The lawsuit directly challenges Francesca Albanese’s diplomatic immunity, potentially opening the door to more defamation suits against the UN official

U.N. Palestinian rights envoy Francesca Albanese was sued in federal court on Monday for waging a “defamatory, derogatory, and hateful” legal campaign against two pro-Israel nonprofit groups, according to a copy of the lawsuit obtained by the Washington Free Beacon. The case has the potential to challenge Albanese’s diplomatic immunity and open the door for further lawsuits.
The Christian Friends of Israeli Communities and Christians for Israel—two U.S.-based nonprofits that work to foster closer ties between American and Israeli communities—allege Albanese, whose formal title is U.N. special rapporteur on the occupied Palestinian territories, “knowingly spread malicious lies” when she threatened them earlier this year with potential “criminal liability” for their work in support of the Jewish state. Both nonprofit groups say Albanese’s lawfare campaign harmed “their reputations and financial wellbeing” and warrant “compensatory and punitive damages.”
The lawsuit stems from a series of “threatening letters” Albanese sent to corporations and nonprofits across the globe over the summer in which she warned organizations to cut business ties with Israel or face legal repercussions. The intimidation campaign drew a private rebuke from the Trump administration in April, which formally petitioned the United Nations to fire Albanese, and played a role in the State Department’s subsequent decision to sanction her for waging an “illegitimate and shameful” anti-Israel crusade.
The first-of-its-kind lawsuit takes aim at Albanese’s diplomatic immunity, which plaintiffs believe the official has abused.
The pro-Israel groups argue Albanese violated the United Nations’ Code of Conduct by spreading “Jew-hatred” in numerous public spaces over the years. Her legal campaign also took place during a time when her role as a special rapporteur had lapsed, meaning her diplomatic immunity had expired as well, plaintiffs allege.
Albanese’s position was up for renewal by the United Nations during the time she issued the legal threats and compiled the July report. The United Nations only voted to reinstall her in April 2025, after the letters had been sent and multiple nations, including the United States, objected to her continued employment.

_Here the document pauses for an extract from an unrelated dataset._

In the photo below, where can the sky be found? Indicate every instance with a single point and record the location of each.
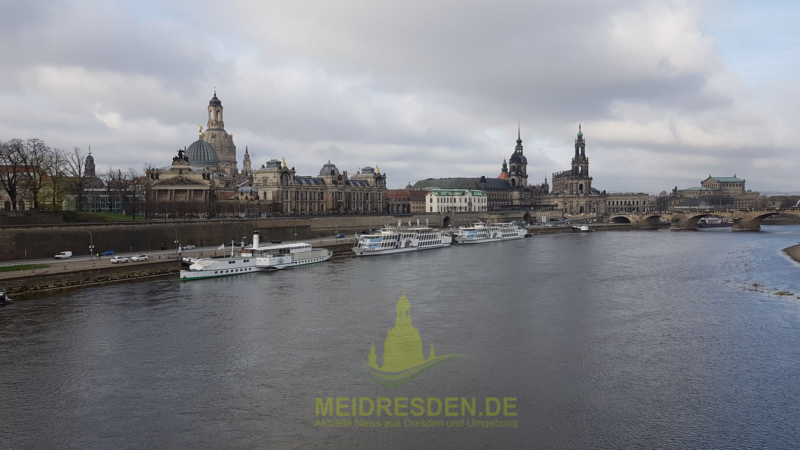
(667, 92)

Albanese’s mandate “legally expired on April 30, 2025 and she held neither official UN status nor any arguable immunity as of May 1, 2025,” the plaintiffs argue. “Though published under the guise of an official UNHRC report, [Albanese’s] appointment as Special Rapporteur had legally expired prior to the Report’s publication in June.”

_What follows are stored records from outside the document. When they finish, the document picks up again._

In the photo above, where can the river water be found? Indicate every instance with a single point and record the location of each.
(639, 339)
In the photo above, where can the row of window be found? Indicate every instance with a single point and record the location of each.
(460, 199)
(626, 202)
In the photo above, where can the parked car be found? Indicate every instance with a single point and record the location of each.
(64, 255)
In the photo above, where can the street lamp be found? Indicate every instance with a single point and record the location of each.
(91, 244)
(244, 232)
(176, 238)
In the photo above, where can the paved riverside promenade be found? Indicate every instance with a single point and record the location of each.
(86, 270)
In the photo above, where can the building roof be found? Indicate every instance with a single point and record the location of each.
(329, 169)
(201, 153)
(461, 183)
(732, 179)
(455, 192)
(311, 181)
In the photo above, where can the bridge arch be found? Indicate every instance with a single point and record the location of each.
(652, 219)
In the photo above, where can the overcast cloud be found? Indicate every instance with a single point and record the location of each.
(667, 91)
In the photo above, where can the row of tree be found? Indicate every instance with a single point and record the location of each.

Should the two nonprofit groups succeed, they could set the stage for other American entities named in Albanese’s report to sue for defamation. The Trump administration’s Justice Department formally warned Albanese of those potential consequences earlier this year, telling the U.N. staffer her legal campaign was “defamatory, dangerous, and a flagrant abuse of [her] office.”
Now, an American court will decide whether that is the case.
“If a racist anti-Semite gains a position of power and proceeds to abuse the public platform she enjoys to perpetuate lies about American religious organizations for their compassion toward and allyship with the Jewish people and the Jewish State of Israel by smearing them as genocide-enablers, and calling for them to be blacklisted and sanctioned, she can and should be held liable for defamation,” Rachel Sebbag, litigation counsel with the National Jewish Advocacy Center—an organization representing the plaintiffs—told the Free Beacon.
Albanese sent both U.S. nonprofits legal letters in late April in which the U.N. official accused them of facilitating “gross violations of human rights, including funding of illegal settlements activities, which constitute a war crime in and of itself.” She intended to put the organizations’ leaders “on notice of a serious risk of being implicated in international crimes,” according to copies of the warning letters included in the lawsuit.
Christians for Israel refuted these claims in a May 19 response to Albanese, asking her to furnish any evidence behind “such astonishing, false accusations,” according to the suit. Albanese never responded to that letter and went on to publish her report, “From economy of occupation to economy of genocide,” the following month.
Albanese also accused both groups of “committing tax fraud by violating regulations governing charitable organizations through their support of Israel” by being “Faith-based charities” that serve as “key financial enablers of illegal projects” in the Jewish state.
Albanese requested the United Nations and international courts blacklist the entities named in her report and begin legal proceedings against them “for their part in the commission of international crimes and laundering of the proceeds from those crimes.”
For Eugene Kontorovich, a professor at George Mason University’s Antonin Scalia Law School, the two nonprofits’ lawsuit is a promising effort to challenge the blanket immunity offered to U.N. officials and organizations.
“Some of the vilest antisemites and terror supporters have sought to shield themselves from accountability for their actions by hiding behind the UN flag. But as [the U.N. Relief and Works Agency for Palestine Refugees in the Near East],” the humanitarian organization linked to Hamas, “recently discovered, automatic immunity for anyone claiming a UN affiliation is over.”
The Trump administration, he added, “has commendably sanctioned Albanese, but the American citizens she has harmed deserve direct justice.”